La desaceleración llegó casi en paralelo con el debut mundialista de Argentina. El martes 16 de junio, Lionel Messi firmó una actuación destacada en la victoria albiceleste que permitió comenzar con el pie derecho la defensa del título conquistado en Qatar 2022. A sus 39 años, el capitán argentino sigue siendo el principal referente deportivo y comercial de una selección que genera audiencias millonarias en todo el mundo.
La relación entre fútbol e inflación no es directa: los goles de Messi no bajan los precios, ni una victoria de la selección corrige desequilibrios fiscales, monetarios o cambiarios. Sin embargo, en Argentina el fútbol sí puede operar como un acelerador de consumo de corto plazo. Cada partido mundialista mueve ventas de camisetas, televisores, bebidas, alimentos, bares, publicidad, apuestas, turismo y plataformas de transmisión. En una economía todavía marcada por la pérdida de poder adquisitivo, ese impulso es más emocional y sectorial que macroeconómico.
El dato curioso es que el fútbol puede influir en algo que los economistas suelen subestimar: el ánimo colectivo. Diversos estudios sobre economía conductual han analizado cómo los resultados deportivos pueden modificar el sentimiento de consumidores e inversionistas, afectando temporalmente decisiones de gasto y confianza. No significa que un triunfo mundialista controle la inflación, pero sí que puede mejorar el clima económico y la percepción de bienestar durante ciertos periodos.
En el caso argentino, esa diferencia es clave. La inflación sigue respondiendo principalmente a factores como la política monetaria, el tipo de cambio, la disciplina fiscal y las expectativas de los agentes económicos. Pero el Mundial 2026 ofrece otra lectura: mientras el Gobierno intenta consolidar una trayectoria descendente de los precios, la selección funciona como una marca país de enorme valor internacional.
Messi, la camiseta argentina y la defensa del campeonato mundial colocan al país en una vitrina global que trasciende al deporte. En términos de economía simbólica, Argentina exporta talento, identidad, entretenimiento y valor comercial. Las marcas asociadas a la selección, los patrocinios, la venta de productos oficiales y la generación de contenidos digitales forman parte de una industria multimillonaria que crece con cada éxito deportivo.
Existe incluso una teoría económica conocida como el “efecto buen ánimo”, según la cual los grandes logros deportivos pueden generar incrementos temporales en el consumo.

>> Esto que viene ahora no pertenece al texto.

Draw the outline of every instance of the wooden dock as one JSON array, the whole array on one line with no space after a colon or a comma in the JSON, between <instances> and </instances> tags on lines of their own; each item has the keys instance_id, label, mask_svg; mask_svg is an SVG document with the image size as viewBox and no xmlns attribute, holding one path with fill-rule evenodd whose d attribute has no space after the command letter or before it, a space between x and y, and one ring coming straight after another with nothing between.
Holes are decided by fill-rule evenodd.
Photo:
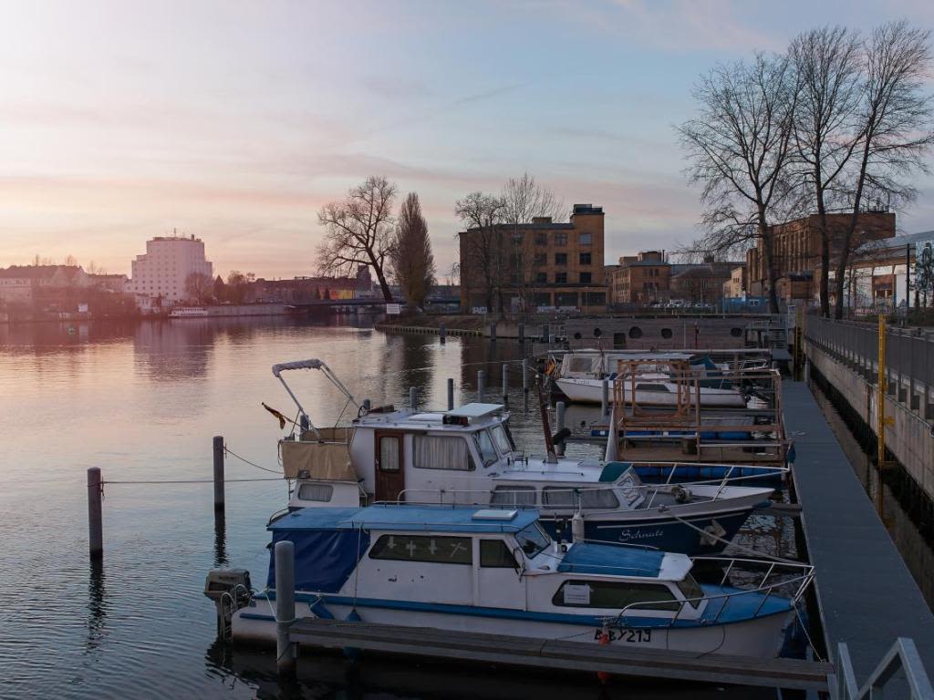
<instances>
[{"instance_id":1,"label":"wooden dock","mask_svg":"<svg viewBox=\"0 0 934 700\"><path fill-rule=\"evenodd\" d=\"M797 659L754 659L665 650L600 646L525 637L451 632L362 622L303 618L290 628L300 645L403 654L481 664L606 672L677 680L826 692L829 664Z\"/></svg>"},{"instance_id":2,"label":"wooden dock","mask_svg":"<svg viewBox=\"0 0 934 700\"><path fill-rule=\"evenodd\" d=\"M862 683L895 643L934 669L934 615L807 385L785 386L785 429L827 648L845 642Z\"/></svg>"}]
</instances>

Las familias suelen gastar más en reuniones, alimentos, entretenimiento y productos relacionados con el evento, especialmente cuando la selección nacional avanza en competencias de gran alcance.
Aunque Argentina no es sede del Mundial 2026, sí participa de la derrama económica global que genera el torneo mediante audiencias, derechos comerciales, viajes de aficionados, patrocinadores y el fortalecimiento de su imagen internacional. La presencia de Messi amplifica todavía más ese impacto, ya que sigue siendo uno de los deportistas más reconocidos y comercialmente valiosos del planeta.
Así, la Argentina de Messi y la Argentina de la inflación conviven en una misma fotografía. Por un lado, un país que aún enfrenta desafíos económicos importantes y trabaja para consolidar la estabilidad de precios. Por otro, una selección que genera orgullo nacional, consumo emocional y visibilidad internacional.
La actuación de Messi en el arranque del Mundial no modificará por sí sola los indicadores económicos, pero sí puede influir en algo igualmente importante: la confianza colectiva. En una nación donde fútbol y economía suelen cruzarse en las conversaciones cotidianas, cada victoria de la albiceleste se convierte también en un impulso para el ánimo social. Y en tiempos de estabilización económica, el optimismo puede ser un activo tan valioso como cualquier indicador macroeconómico.